Auch der 23-jährige Giuseppe Marcone war in der Nacht zum 17. September vergangenen Jahres auf der Flucht vor Schlägern überfahren worden. Er starb auf dem Kaiserdamm – nachdem er von zwei jungen Männern im U-Bahnhof angegriffen worden war.

Der Prozess gegen die beiden mutmaßlichen Täter beginnt am heutigen Montag. Die Staatsanwaltschaft wirft dem 21-jährigen Ali T. und dem 22-jährigen Baris B. vor, Giuseppe Marcone und seinen Freund auf dem U-Bahnhof Kaiserdamm massiv mit Fäusten geschlagen zu haben. Das Opfer und dessen Freund hätten sich zunächst zu verteidigen versucht und seien dann weggerannt. Der Haupttatverdächtige T. habe jedoch Giuseppe Marcone aus dem U-Bahnhof hinaus verfolgt, worauf dieser „aus Angst und Panik“ auf die Fahrbahn gelaufen sei, so die Anklage.

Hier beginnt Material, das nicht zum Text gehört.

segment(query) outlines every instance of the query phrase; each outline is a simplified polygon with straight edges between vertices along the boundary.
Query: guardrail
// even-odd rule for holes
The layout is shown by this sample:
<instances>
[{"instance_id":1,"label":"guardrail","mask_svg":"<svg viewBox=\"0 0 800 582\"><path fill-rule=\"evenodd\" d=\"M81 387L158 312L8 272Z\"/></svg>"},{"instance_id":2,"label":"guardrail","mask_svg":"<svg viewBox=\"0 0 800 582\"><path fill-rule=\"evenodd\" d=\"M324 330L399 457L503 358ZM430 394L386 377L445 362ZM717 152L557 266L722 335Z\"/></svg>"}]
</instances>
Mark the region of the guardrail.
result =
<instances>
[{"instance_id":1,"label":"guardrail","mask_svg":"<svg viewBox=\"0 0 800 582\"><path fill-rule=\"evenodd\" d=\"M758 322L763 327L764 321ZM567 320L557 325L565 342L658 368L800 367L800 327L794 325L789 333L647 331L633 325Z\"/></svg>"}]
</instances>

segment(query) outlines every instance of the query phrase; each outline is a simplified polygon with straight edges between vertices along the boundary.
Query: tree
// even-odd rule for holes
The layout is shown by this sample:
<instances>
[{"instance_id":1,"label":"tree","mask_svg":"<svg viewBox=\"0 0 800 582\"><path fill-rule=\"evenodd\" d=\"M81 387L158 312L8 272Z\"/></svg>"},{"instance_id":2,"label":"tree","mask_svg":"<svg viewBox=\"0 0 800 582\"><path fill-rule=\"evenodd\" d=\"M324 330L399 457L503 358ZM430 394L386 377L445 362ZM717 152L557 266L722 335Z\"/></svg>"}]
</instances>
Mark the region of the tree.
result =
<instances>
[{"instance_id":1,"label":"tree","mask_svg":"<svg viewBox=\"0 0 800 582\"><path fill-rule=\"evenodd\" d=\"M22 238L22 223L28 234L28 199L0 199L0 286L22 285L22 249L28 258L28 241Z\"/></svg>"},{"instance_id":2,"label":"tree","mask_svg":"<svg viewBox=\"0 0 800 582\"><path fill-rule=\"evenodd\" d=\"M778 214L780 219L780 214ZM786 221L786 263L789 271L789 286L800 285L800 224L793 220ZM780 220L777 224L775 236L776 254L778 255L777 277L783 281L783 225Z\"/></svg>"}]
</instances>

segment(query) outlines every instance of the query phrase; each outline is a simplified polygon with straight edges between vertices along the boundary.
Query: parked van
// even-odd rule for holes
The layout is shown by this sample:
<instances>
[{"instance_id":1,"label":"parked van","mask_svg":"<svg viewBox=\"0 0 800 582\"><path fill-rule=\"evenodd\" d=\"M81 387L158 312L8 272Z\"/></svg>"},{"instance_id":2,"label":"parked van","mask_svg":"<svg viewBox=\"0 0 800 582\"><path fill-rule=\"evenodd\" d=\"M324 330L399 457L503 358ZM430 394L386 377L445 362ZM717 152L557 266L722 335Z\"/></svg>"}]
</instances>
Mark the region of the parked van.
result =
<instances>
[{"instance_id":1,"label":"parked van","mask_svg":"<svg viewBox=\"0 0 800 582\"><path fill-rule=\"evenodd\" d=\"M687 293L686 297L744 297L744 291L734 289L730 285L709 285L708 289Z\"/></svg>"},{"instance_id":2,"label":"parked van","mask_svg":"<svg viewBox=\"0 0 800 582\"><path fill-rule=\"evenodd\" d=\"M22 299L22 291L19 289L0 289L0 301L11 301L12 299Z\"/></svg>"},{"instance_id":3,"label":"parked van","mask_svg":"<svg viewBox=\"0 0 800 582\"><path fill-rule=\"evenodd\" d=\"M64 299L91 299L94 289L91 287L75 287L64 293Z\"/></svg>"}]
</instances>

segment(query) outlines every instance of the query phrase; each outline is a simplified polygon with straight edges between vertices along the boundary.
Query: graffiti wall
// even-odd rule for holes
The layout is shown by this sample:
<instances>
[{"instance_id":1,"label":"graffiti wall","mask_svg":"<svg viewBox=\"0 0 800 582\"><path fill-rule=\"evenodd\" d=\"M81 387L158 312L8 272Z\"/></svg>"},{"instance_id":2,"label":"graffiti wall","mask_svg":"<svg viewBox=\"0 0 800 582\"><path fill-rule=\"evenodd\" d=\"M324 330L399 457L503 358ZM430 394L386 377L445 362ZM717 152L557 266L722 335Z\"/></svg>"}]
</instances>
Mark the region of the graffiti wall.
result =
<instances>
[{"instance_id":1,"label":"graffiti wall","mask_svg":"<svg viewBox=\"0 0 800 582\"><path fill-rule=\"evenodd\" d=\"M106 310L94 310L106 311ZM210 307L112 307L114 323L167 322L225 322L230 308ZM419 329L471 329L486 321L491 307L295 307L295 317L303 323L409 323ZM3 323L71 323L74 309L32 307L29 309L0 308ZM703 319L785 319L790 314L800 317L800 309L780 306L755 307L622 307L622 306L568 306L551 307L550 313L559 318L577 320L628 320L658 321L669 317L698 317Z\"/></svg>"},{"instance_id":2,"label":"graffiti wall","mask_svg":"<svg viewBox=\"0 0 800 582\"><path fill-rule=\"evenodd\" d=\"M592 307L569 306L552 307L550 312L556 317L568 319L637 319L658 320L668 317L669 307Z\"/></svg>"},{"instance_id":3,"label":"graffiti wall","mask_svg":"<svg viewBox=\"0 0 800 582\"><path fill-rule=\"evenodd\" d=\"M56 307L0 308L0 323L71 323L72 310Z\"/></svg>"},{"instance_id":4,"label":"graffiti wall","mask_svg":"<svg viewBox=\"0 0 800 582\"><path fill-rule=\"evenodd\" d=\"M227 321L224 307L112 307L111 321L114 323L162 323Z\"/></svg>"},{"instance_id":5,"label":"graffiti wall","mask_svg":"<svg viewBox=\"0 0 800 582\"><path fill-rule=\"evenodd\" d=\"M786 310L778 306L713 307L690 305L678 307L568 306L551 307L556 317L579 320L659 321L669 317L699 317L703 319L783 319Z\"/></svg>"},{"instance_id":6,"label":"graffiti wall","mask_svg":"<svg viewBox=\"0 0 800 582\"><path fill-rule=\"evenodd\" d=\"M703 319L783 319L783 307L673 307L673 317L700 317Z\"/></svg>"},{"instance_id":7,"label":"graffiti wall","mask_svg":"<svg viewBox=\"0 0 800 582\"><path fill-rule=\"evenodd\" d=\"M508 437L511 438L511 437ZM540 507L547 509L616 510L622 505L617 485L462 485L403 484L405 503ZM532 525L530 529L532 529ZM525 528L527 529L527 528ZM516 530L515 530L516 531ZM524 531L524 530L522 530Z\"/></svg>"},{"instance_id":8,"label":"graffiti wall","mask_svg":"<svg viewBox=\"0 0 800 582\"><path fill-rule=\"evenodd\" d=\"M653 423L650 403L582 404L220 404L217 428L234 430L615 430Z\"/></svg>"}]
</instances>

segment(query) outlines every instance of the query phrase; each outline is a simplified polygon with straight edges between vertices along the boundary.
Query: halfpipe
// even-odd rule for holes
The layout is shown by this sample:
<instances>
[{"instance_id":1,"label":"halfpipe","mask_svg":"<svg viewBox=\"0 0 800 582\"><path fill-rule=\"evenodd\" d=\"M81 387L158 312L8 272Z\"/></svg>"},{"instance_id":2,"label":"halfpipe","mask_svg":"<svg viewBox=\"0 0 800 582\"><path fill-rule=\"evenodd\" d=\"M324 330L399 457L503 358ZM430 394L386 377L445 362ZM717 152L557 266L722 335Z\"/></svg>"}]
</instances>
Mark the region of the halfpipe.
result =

Giuseppe Marcones Mutter Vaja und sein Bruder Velin treten als Nebenkläger auf. „Das sind wir ihm schuldig“, sagt Vaja Marcone: „Schlimm ist nur, dass ich nun im Gerichtssaal das Sterben von Giuseppe noch einmal durchleben muss.“

Die 50-Jährige hat in den vergangenen sechs Monaten wie ihr Mann Antonio, ihre beiden anderen Söhne sowie viele andere Verwandte und Freunde versucht, das Geschehen irgendwie zu verarbeiten. Weil sie Giuseppe als tolerantem und liebevollem Menschen gerecht werden wollen, versuchen sie auch, sich nicht vom Hass auf die mutmaßlichen Täter überwältigen zu lassen. Die hatten sich bei der Polizei gestellt, bestreiten aber, ihr Opfer in den Tod getrieben zu haben.

Entschuldigt hat sich bis heute keiner bei der Familie, sagt Vaja Marcone: „Ich will auch keine Entschuldigung hören, das wäre sowieso nur Blablabla und nicht ernst gemeint.“ Wichtiger sei ihr und allen Freunden von Giuseppe, dass mehr gegen die alltägliche Gewalt getan werde. „So viele Opfer gibt es inzwischen“, sagt sie, „so viel sinnloses Leid – dagegen muss man etwas tun.“

Am U-Bahnhof Kaiserdamm soll ein Mahnmal entstehen.

Am U-Bahnhof Kaiserdamm, gleich neben der Stelle, wo ihr Sohn in jener Septembernacht starb, soll deshalb künftig an Giuseppe Marcone und alle anderen Opfer von Gewalt erinnert werden. Nicht mit einem toten Stein oder Schild sondern mit einer lebenden Pflanze, sagt seine Mutter. Die Bezirksverordnetenversammlung hat dem Projekt schon zugestimmt, ein Künstler wird das Mahnmal gestalten.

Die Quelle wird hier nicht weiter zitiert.